The document said that regional teams of Hispanic Catholics will undergo a “discernment process” during 2024 to “see how they will continue their work and what their role would be for the duration of the 10-year plan.”

The bishops also said they plan to hold in 2031 a national celebration of the 500th anniversary of the apparition of Our Lady of Guadalupe, along with the promotion of the celebration of the anniversary “in dioceses across the United States.”

The intention of the quincentennial celebrations of Our Lady of Guadalupe, the bishops said, is to both mark and make way for “a new beginning of the evangelizing action of the Church.” 

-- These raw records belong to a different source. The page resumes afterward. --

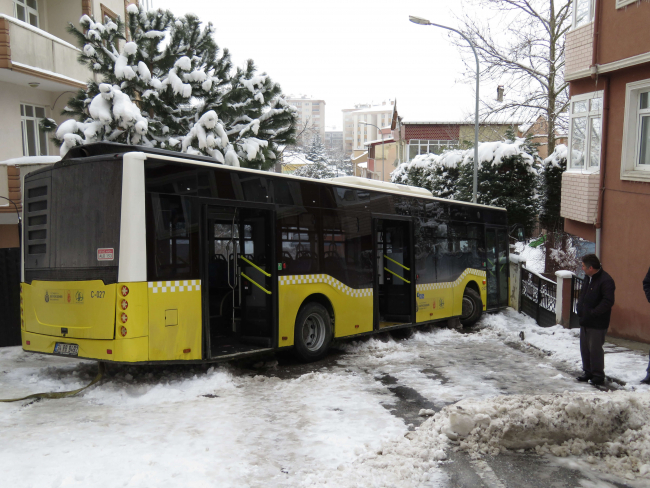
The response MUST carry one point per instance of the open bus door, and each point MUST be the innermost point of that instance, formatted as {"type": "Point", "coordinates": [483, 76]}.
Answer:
{"type": "Point", "coordinates": [394, 276]}
{"type": "Point", "coordinates": [497, 247]}
{"type": "Point", "coordinates": [240, 296]}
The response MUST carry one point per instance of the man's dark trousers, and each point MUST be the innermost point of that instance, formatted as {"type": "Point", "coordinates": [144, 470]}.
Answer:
{"type": "Point", "coordinates": [595, 309]}
{"type": "Point", "coordinates": [591, 350]}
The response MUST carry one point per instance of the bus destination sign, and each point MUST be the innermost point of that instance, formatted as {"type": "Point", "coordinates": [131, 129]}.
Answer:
{"type": "Point", "coordinates": [105, 254]}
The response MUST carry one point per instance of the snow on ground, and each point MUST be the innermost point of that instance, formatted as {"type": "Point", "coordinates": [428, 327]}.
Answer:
{"type": "Point", "coordinates": [533, 256]}
{"type": "Point", "coordinates": [164, 428]}
{"type": "Point", "coordinates": [332, 427]}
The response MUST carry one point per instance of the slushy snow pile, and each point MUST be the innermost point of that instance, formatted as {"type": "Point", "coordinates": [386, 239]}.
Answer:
{"type": "Point", "coordinates": [611, 429]}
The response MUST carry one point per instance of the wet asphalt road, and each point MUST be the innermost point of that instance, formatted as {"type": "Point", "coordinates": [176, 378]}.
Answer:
{"type": "Point", "coordinates": [448, 373]}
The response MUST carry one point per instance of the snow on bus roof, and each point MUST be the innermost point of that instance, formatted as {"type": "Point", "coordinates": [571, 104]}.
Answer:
{"type": "Point", "coordinates": [348, 181]}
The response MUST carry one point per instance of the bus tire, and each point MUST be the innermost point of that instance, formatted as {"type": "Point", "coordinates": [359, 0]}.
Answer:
{"type": "Point", "coordinates": [313, 332]}
{"type": "Point", "coordinates": [472, 308]}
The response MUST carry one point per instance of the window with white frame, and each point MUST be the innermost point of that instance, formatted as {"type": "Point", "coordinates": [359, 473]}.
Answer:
{"type": "Point", "coordinates": [27, 11]}
{"type": "Point", "coordinates": [585, 131]}
{"type": "Point", "coordinates": [635, 160]}
{"type": "Point", "coordinates": [34, 139]}
{"type": "Point", "coordinates": [583, 12]}
{"type": "Point", "coordinates": [418, 146]}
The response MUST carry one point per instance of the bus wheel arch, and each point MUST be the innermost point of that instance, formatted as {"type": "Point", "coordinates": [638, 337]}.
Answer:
{"type": "Point", "coordinates": [472, 305]}
{"type": "Point", "coordinates": [314, 328]}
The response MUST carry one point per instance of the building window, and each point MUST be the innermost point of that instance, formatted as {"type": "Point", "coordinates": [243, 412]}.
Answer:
{"type": "Point", "coordinates": [417, 146]}
{"type": "Point", "coordinates": [27, 11]}
{"type": "Point", "coordinates": [34, 139]}
{"type": "Point", "coordinates": [586, 130]}
{"type": "Point", "coordinates": [583, 12]}
{"type": "Point", "coordinates": [635, 160]}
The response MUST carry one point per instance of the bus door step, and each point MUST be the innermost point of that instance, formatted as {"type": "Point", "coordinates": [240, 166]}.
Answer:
{"type": "Point", "coordinates": [256, 341]}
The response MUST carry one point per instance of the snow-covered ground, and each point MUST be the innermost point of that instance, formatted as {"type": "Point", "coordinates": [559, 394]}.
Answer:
{"type": "Point", "coordinates": [533, 256]}
{"type": "Point", "coordinates": [333, 426]}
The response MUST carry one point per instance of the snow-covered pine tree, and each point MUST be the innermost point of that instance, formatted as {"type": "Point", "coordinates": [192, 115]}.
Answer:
{"type": "Point", "coordinates": [507, 177]}
{"type": "Point", "coordinates": [437, 173]}
{"type": "Point", "coordinates": [171, 86]}
{"type": "Point", "coordinates": [320, 166]}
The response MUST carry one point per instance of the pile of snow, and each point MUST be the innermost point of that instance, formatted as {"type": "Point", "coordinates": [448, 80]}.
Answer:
{"type": "Point", "coordinates": [612, 429]}
{"type": "Point", "coordinates": [533, 256]}
{"type": "Point", "coordinates": [561, 152]}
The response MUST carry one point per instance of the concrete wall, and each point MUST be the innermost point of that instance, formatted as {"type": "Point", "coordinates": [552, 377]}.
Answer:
{"type": "Point", "coordinates": [625, 246]}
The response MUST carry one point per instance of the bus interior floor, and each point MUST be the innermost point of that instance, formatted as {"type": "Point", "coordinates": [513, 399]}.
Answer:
{"type": "Point", "coordinates": [225, 346]}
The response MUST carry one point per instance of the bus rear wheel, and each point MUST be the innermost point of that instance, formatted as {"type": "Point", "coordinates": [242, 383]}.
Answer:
{"type": "Point", "coordinates": [313, 332]}
{"type": "Point", "coordinates": [472, 308]}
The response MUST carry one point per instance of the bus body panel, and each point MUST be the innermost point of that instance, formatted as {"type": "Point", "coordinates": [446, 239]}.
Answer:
{"type": "Point", "coordinates": [175, 324]}
{"type": "Point", "coordinates": [478, 277]}
{"type": "Point", "coordinates": [352, 307]}
{"type": "Point", "coordinates": [127, 351]}
{"type": "Point", "coordinates": [72, 309]}
{"type": "Point", "coordinates": [131, 311]}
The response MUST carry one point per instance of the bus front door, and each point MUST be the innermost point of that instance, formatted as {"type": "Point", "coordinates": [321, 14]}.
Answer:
{"type": "Point", "coordinates": [394, 277]}
{"type": "Point", "coordinates": [239, 275]}
{"type": "Point", "coordinates": [497, 267]}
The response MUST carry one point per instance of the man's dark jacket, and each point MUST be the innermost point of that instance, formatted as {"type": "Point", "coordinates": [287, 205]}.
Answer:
{"type": "Point", "coordinates": [646, 285]}
{"type": "Point", "coordinates": [596, 301]}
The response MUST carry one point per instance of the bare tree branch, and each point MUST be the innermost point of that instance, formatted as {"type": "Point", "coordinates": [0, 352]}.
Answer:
{"type": "Point", "coordinates": [525, 54]}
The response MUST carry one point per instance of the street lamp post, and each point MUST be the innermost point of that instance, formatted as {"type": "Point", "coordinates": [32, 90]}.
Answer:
{"type": "Point", "coordinates": [421, 21]}
{"type": "Point", "coordinates": [383, 159]}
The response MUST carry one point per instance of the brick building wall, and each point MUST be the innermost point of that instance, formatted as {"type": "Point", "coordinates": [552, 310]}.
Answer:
{"type": "Point", "coordinates": [431, 132]}
{"type": "Point", "coordinates": [580, 196]}
{"type": "Point", "coordinates": [579, 49]}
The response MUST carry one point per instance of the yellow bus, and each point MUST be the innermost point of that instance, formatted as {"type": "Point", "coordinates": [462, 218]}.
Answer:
{"type": "Point", "coordinates": [137, 255]}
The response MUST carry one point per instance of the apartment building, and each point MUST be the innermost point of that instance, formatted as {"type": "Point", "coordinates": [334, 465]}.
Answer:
{"type": "Point", "coordinates": [362, 123]}
{"type": "Point", "coordinates": [310, 118]}
{"type": "Point", "coordinates": [606, 188]}
{"type": "Point", "coordinates": [39, 73]}
{"type": "Point", "coordinates": [334, 140]}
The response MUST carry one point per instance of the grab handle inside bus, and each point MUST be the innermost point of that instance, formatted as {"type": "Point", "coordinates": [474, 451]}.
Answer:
{"type": "Point", "coordinates": [398, 264]}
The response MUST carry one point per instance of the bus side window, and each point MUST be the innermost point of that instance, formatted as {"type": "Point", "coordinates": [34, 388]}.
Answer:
{"type": "Point", "coordinates": [298, 248]}
{"type": "Point", "coordinates": [175, 238]}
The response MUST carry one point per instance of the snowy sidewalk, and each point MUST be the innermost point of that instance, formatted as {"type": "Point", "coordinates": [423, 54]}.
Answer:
{"type": "Point", "coordinates": [334, 423]}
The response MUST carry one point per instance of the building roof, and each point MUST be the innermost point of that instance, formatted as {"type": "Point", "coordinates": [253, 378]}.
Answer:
{"type": "Point", "coordinates": [459, 122]}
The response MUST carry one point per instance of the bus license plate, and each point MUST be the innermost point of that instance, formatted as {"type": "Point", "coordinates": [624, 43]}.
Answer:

The pastoral plan concluded with the following prayer:

God of infinite Mercy, you sent your risen Son to encounter the disciples on the way to Emmaus. Grant us today a missionary spirit, and send us forth to encounter our sisters and brothers: to walk with them in friendship, to listen to their hopes and dreams with compassion, and to proclaim your Word with courage, so that they might come to know you once again in the breaking of the bread. Make us all missionary disciples, and stay with us always, as we seek to share the joy of the Gospel with people of all generations, from every race, language, culture, and nation. We ask you this with burning hearts, filled with the Holy Spirit, in the name of Our Lord Jesus Christ and through the loving intercession of our Blessed Mother Mary, Our Lady of Guadalupe, Star of the New Evangelization in the Americas. Amen.